Cette castration symbolique est effectuée par ce que Lacan appelle le Nom-du-Père, ou la métaphore paternelle qui est :

‘L’instance symbolique porteuse de la loi sous l’effet de laquelle l’enfant renonce à une relation duelle avec la mère, afin d’accéder lui-même à l’ordre symbolique, marquant par là les limites de son désir. 211

Pour l’enfant l’accès au langage signifie la perte de la jouissance d’être que Lacan formule ainsi : « le signifiant, c’est ce qui fait halte à la jouissance ». 212 La division se situe dans le langage même car, continue Lacan, « le signifiant ne se pose que de n’avoir aucun rapport avec le signifié ». 213 Le signifiant s’articule à une chaîne de signifiants dont le Nom-du-Père est le point d’ancrage : « le signifiant comme tel ne se refère à rien si ce n’est à un discours ». 214 Quant au signifié, dit-il, « le signifié, c’est l’effet du signifiant ». 215 Et significativement « entre les deux, il y a quelque chose de barré à franchir ». 216

Manifestement il y a un bloquage de la métaphore paternelle dans A Maggot , car le père de Mr Bartholomew ne joue pas le rôle de père symbolique, il ne laisse pas une place pour son fils où celui-ci peut s’inscrire comme sujet désirant par rapport au manque dans l’Autre. Au contraire il s’érige comme Autre absolu qui soumet son fils à sa jouissance.
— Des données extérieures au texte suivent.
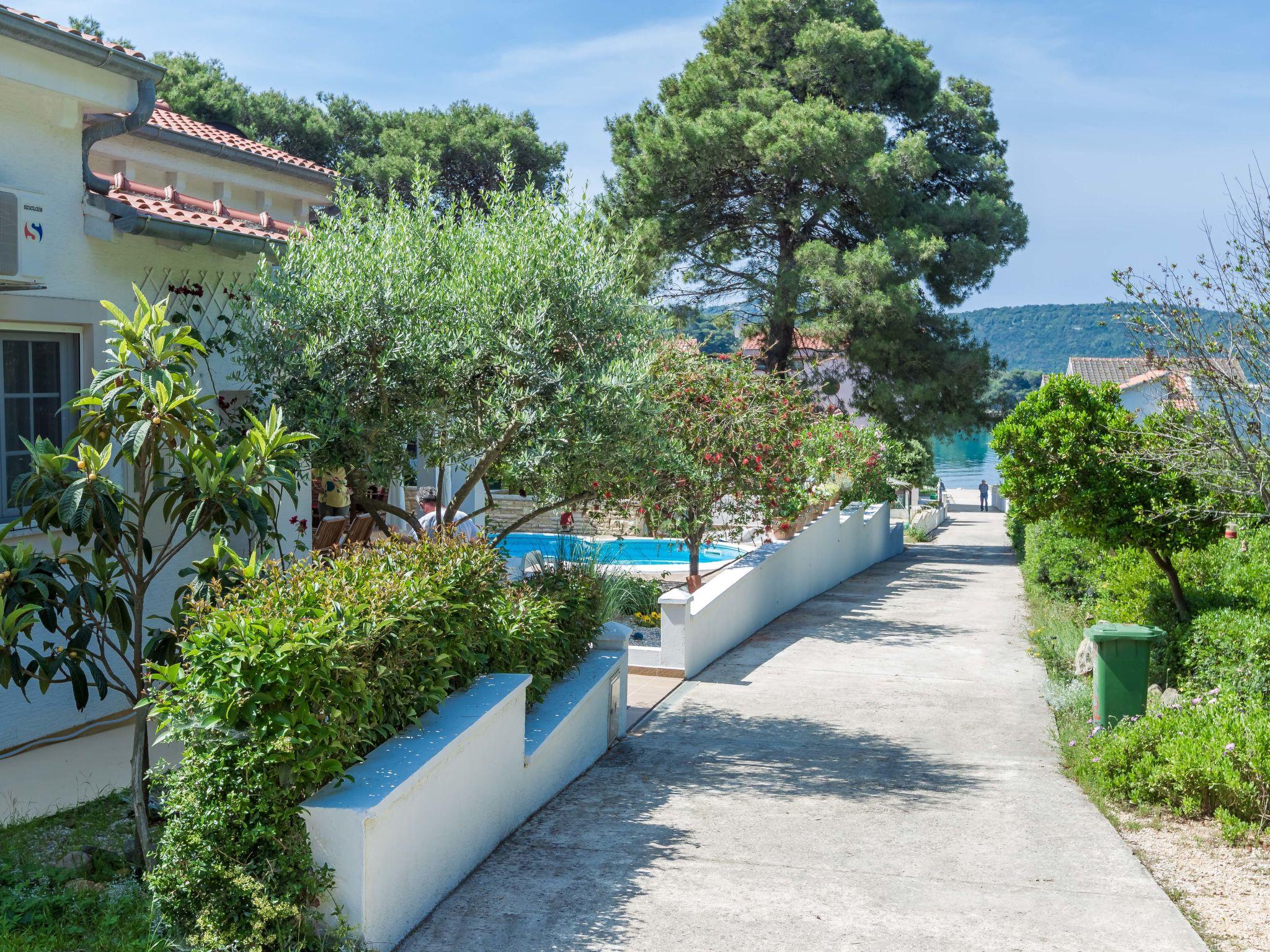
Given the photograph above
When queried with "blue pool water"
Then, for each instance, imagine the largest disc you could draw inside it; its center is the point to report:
(626, 551)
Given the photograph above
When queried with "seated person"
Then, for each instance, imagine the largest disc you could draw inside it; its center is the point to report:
(432, 516)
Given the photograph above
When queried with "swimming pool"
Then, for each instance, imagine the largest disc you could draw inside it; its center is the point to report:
(637, 550)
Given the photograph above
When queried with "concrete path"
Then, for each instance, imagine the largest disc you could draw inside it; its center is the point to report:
(873, 771)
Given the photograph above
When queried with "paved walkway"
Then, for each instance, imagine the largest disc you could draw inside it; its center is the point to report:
(869, 772)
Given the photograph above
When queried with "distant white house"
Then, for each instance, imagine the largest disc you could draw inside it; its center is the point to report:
(103, 187)
(821, 367)
(1145, 387)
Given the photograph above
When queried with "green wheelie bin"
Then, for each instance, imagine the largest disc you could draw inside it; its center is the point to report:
(1121, 669)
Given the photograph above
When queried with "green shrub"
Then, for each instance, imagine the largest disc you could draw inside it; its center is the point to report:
(1230, 649)
(1018, 532)
(294, 678)
(628, 594)
(1060, 563)
(1210, 752)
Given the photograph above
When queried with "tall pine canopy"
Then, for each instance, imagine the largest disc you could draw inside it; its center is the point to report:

Lors de sa seule apparition dans le texte il incarne le droit absolu, au-dessus de toute loi humaine, et le regard qu’il pose sur Rebecca est un regard qui ne reconnaît pas l’altérité des êtres humains :

‘There was something both imperious and imperial in that look, indifferent to ordinary humanity, oblivious of it, above all law (…). (p. 345)’

La quête de Mr Bartholomew devient alors une tentative de se soustraire du pouvoir de cet Autre absolu que représente son père qui le transforme en objet de jouissance, et de rechercher ce qui peut faire de lui un sujet à part entière. Dans le récit de Rebecca rapporté par Jones l’impuissance de Mr Bartholomew s’articule à ses rapports avec son père :

‘On that or another visit she said he spoke of an unjust curse upon him and the embarrassments he was placed in by it, and in particular by his father, who was much vexed by his seeming disobedience as to a certain marriage and threatened him to stop him of his inheritance and I know not what else. (p. 249)’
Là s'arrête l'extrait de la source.